For food security and livelihood assistance, WFP completed a general food distribution (GFD) for IDPs in Sortony on 26 February. The distributions included cooking oil, salt, sorghum and lentils. In addition, Oxfam America targeted 2,000 vulnerable families for cash support. However, due to difficulties in withdrawing cash from banks, Oxfam America has rescheduled the payments for three instalments, the first of which 710 SDG (about $15) has already been distributed to the beneficiaries. The second instalment will follow soon, depending on cash availability.
For protection, KSCS has been running five Child Friendly Spaces (CFSs) at the site, with between 3,000 and 3,500 children benefitting from different child protection activities.

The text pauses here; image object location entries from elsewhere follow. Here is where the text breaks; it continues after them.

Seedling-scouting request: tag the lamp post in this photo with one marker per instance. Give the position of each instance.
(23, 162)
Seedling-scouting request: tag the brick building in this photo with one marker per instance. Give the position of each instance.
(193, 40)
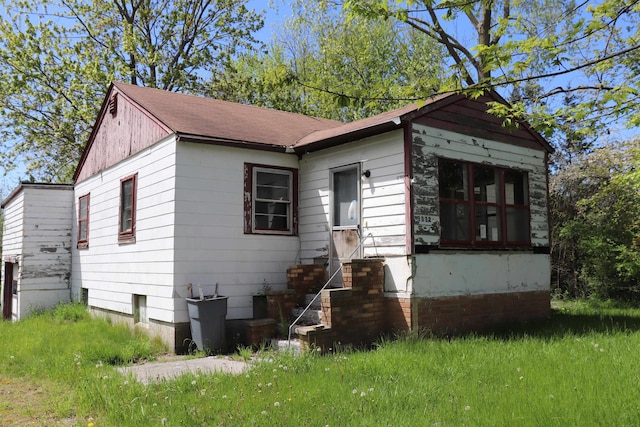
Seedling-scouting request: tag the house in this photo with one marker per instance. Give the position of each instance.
(174, 193)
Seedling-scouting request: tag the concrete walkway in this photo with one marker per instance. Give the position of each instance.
(179, 365)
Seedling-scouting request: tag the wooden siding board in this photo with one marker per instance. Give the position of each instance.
(430, 143)
(210, 243)
(130, 268)
(117, 137)
(382, 194)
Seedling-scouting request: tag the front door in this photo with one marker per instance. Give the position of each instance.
(345, 217)
(7, 291)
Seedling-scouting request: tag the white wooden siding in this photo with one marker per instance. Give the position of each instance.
(38, 236)
(12, 241)
(383, 195)
(210, 244)
(114, 272)
(430, 143)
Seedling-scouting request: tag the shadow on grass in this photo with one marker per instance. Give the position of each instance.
(563, 323)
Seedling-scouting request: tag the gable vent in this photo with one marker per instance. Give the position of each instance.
(113, 105)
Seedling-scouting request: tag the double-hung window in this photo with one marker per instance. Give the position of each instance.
(83, 222)
(270, 199)
(483, 206)
(127, 217)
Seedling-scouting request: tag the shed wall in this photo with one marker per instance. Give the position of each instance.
(39, 239)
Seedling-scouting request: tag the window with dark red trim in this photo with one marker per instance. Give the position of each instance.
(483, 206)
(83, 222)
(270, 199)
(127, 217)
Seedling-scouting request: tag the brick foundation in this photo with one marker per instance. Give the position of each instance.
(306, 279)
(258, 330)
(353, 314)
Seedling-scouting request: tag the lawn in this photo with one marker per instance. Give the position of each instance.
(580, 367)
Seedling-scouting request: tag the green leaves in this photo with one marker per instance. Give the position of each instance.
(337, 68)
(596, 212)
(58, 58)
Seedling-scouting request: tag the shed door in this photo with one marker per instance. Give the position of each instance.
(7, 293)
(345, 217)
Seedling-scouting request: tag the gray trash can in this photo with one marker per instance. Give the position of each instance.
(207, 318)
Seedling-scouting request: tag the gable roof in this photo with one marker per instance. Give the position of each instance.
(448, 104)
(205, 118)
(213, 121)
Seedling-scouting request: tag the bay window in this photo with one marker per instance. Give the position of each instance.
(483, 206)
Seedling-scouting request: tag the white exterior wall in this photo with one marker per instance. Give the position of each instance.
(383, 209)
(114, 272)
(12, 244)
(210, 243)
(466, 273)
(38, 221)
(383, 196)
(12, 241)
(475, 272)
(430, 143)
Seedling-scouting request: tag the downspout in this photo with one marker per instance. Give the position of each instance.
(409, 211)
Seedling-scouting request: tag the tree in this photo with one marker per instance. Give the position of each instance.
(588, 51)
(596, 210)
(323, 63)
(57, 58)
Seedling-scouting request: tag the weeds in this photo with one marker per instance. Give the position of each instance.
(577, 369)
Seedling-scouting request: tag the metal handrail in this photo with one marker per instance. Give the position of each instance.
(322, 289)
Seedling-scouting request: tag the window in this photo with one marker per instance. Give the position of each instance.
(127, 222)
(270, 199)
(83, 222)
(483, 206)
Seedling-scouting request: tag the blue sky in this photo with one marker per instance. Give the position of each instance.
(276, 11)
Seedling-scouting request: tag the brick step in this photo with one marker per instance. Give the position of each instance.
(317, 304)
(310, 317)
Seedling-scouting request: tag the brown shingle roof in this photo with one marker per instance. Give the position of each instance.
(211, 118)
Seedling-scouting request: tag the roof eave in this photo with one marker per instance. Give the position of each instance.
(357, 134)
(204, 139)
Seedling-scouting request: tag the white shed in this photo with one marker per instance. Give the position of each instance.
(36, 248)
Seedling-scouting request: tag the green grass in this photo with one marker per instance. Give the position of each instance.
(581, 367)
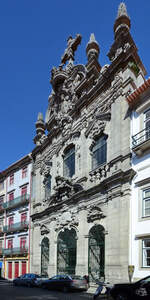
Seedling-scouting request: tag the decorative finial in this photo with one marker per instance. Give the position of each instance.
(40, 117)
(92, 48)
(122, 21)
(72, 45)
(40, 125)
(122, 10)
(92, 38)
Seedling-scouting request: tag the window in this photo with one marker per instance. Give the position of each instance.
(99, 152)
(1, 185)
(47, 186)
(146, 203)
(24, 172)
(10, 244)
(23, 192)
(69, 162)
(11, 196)
(11, 179)
(23, 217)
(23, 242)
(0, 247)
(1, 201)
(146, 252)
(147, 123)
(10, 221)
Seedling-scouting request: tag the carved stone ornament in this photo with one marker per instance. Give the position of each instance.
(44, 229)
(117, 89)
(46, 165)
(65, 188)
(97, 128)
(67, 219)
(72, 45)
(95, 213)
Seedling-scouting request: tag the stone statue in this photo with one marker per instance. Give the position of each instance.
(72, 45)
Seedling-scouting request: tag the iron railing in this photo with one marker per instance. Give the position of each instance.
(141, 137)
(16, 227)
(16, 201)
(14, 251)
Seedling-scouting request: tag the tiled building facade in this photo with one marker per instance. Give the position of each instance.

In addition, the national NGO Nada Al Azhar-with the support of the UN Population Fund (UNFPA)-has carried out workshops focusing on gender-based violence (GBV) awareness-raising sessions, capacity-building for community-based protection networks (CBPNWs) and a training workshop on GBV awareness issues for service providers. The NGO has also distributed 150 hygiene kits to 150 people.
UN Habitat receives $700,000 from Japan to support IDP returns in South Darfur
The UN Human Settlements Programme (UN Habitat) received bilateral funding of USD $700,000 in 2019 from Japan to support the return of some 17,100 IDPs in South Darfur State. This is part of an emergency support program for IDP returns in Dagariss village (22 km southwest of Nyala town in El Salam locality) from March 2019 to March 2020. Dagariss village has seen a large number of IDP returns, however, the village lacks basic services, public facilities and security, according to UN Habitat.
Returnees in Dagariss village meet with UN Habitat (UN Habitat, 2019)
The project aims to support sustainable returns and ensure human security of both the returnee and local communities through the development of guiding principles of IDP returns and securing land rights. The project also aims to enhance the self-reliance of the returnees and local communities, particularly youth and women, through self-help construction and improvement of basic services and public facilities.
Last year, Japan provided bilateral funding of $900,000 to UN Habitat to support South Sudanese refugee and hosting communities in El Jebelain locality, White Nile State.